'Apologise to my face,' says ex-garda shamed into giving up baby
Former garda Majella Moynihan, who felt forced to give up her child for adoption in the 1980s after becoming pregnant out of marriage, is seeking a face-to-face apology from the Garda Commissioner.
Meanwhile, allegations of a "whispering campaign" against other officers and recruits who became pregnant outside of marriage have emerged in the aftermath of the scandal.
Ms Moynihan was subject to an investigation and threatened with dismissal after becoming pregnant by another recruit in 1984 when she was 22. But after bravely telling her story, she says that "my shame is now theirs".
She was investigated for a breach of discipline and later charged with two counts under the 1971 Garda Síochána Regulations.

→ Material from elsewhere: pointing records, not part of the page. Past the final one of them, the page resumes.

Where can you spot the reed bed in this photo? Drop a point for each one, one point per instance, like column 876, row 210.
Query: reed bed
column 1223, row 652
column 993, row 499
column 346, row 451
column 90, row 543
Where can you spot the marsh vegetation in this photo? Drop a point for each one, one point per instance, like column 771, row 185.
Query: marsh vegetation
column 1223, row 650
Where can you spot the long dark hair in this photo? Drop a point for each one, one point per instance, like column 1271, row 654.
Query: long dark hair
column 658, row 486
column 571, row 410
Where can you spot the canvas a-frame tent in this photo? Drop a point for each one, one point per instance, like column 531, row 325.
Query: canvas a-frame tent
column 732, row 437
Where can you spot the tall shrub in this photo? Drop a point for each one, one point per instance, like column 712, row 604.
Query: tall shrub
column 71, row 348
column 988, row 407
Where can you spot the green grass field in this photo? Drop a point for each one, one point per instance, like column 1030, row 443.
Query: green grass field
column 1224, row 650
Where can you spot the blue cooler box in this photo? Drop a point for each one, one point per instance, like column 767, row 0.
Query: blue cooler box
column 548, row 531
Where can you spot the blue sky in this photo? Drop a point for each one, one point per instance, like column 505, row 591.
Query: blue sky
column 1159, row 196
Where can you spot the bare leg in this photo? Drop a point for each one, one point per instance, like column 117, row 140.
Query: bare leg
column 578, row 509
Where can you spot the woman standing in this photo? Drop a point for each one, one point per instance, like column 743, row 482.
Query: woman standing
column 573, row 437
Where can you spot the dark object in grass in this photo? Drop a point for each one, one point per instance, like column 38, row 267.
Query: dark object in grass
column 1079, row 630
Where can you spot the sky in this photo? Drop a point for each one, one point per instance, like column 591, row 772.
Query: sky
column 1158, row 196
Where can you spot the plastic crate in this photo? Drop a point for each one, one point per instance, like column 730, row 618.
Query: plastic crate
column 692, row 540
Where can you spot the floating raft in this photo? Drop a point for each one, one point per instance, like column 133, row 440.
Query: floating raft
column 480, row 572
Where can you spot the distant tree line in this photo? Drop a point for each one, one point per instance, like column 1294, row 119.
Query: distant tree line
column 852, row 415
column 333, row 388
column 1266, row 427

The charges were related to premarital sex and giving birth outside of marriage.
Ms Moynihan, from Kanturk, Co Cork, told RTÉ: "I kept the secret for so many years, it was so much shame and now it's no longer my story of shame, it's their shame.
"I feel vindicated, I feel believed, people know me now in my truth. I know no one can make you feel anything now but back then they did, they made me feel that small.

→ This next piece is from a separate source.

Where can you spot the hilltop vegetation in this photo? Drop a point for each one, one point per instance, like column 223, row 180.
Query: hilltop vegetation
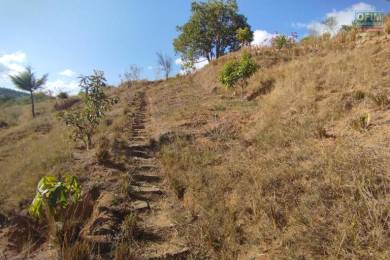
column 9, row 93
column 295, row 167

"All I kept hearing was discredit on the Garda force."
- Read more: 'Wrong on every level' - Flanagan apologises to former garda threatened with dismissal for having baby out of wedlock
Commissioner Drew Harris publicly apologised on Saturday and Justice Minister Charlie Flanagan followed with a public apology yesterday. But Ms Moynihan is not satisfied.

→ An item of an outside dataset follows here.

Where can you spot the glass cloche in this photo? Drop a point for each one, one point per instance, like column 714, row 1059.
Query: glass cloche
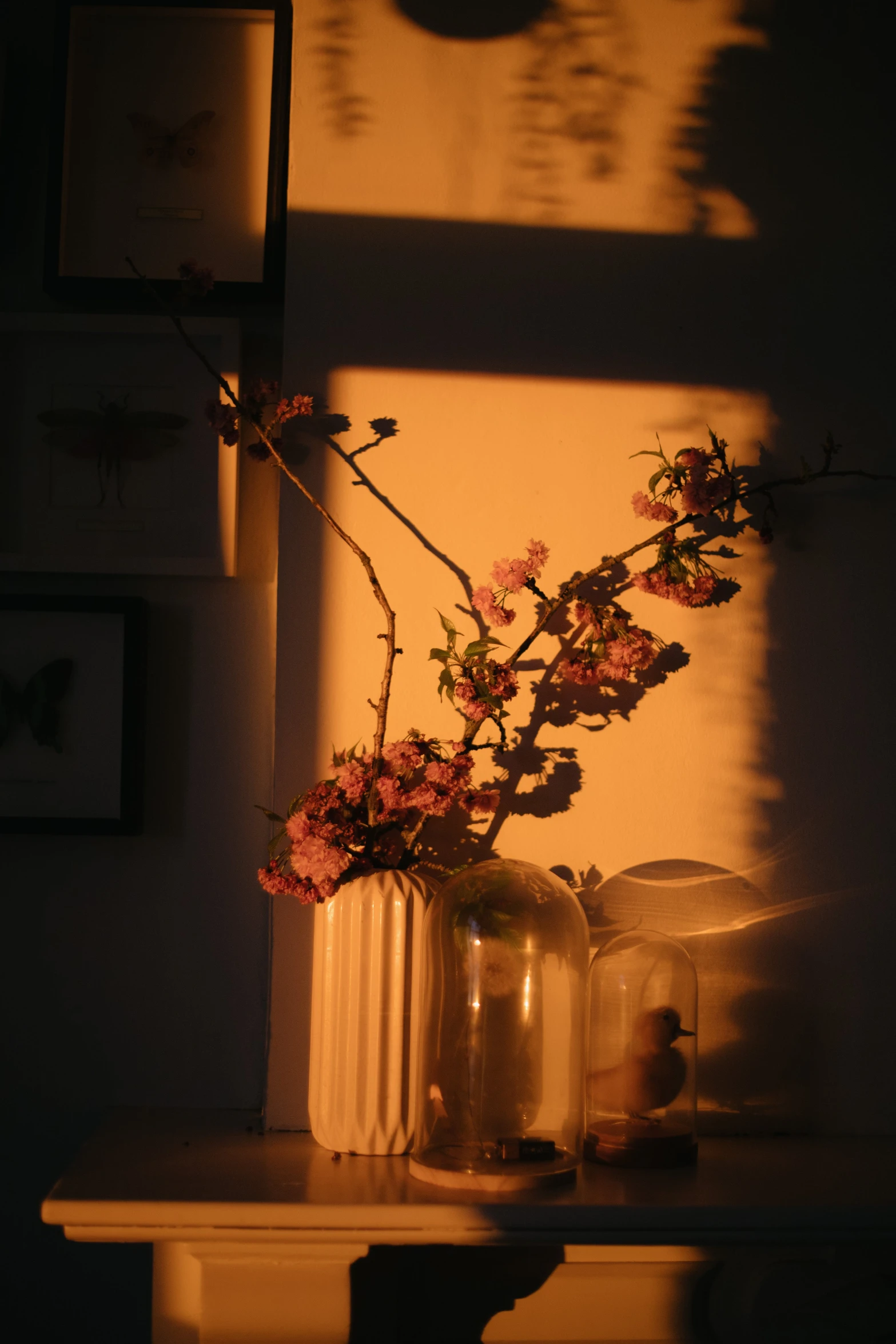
column 500, row 1096
column 641, row 1084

"I've heard from nobody and I strongly believe and feel that both of those people should have come to me first," she said.
"It's of vital importance that I meet Commissioner Harris and he meets me and he apologises to me and also gives me a written apology.
"Yes, I'd be happy and content with that."
Ms Moynihan said she wanted "just to get on with my life now", and to find "happiness with my two sons. It's a new beginning for me."
She had joined the Garda force as a young recruit on what she felt was the most exciting day of her life.
But she told RTÉ Radio One how she was later subject to an investigation and threatened with dismissal after becoming pregnant.
The former garda said she felt pressured to give up her baby, a boy named David, adopted in 1984.
The Irish Independent put questions to the Garda yesterday but was informed the information was held by "administrative offices", open during standard office hours.
Meanwhile, Susan Lohan, co-founder of the Adoption Rights Alliance (ARA), said: "Majella is aware of other officers and recruits who became pregnant outside of marriage while in the force but she's only aware of herself being charged.
"Some of them had abortions, some went away, some went to England.
"There was a whispering campaign carried out against all of them."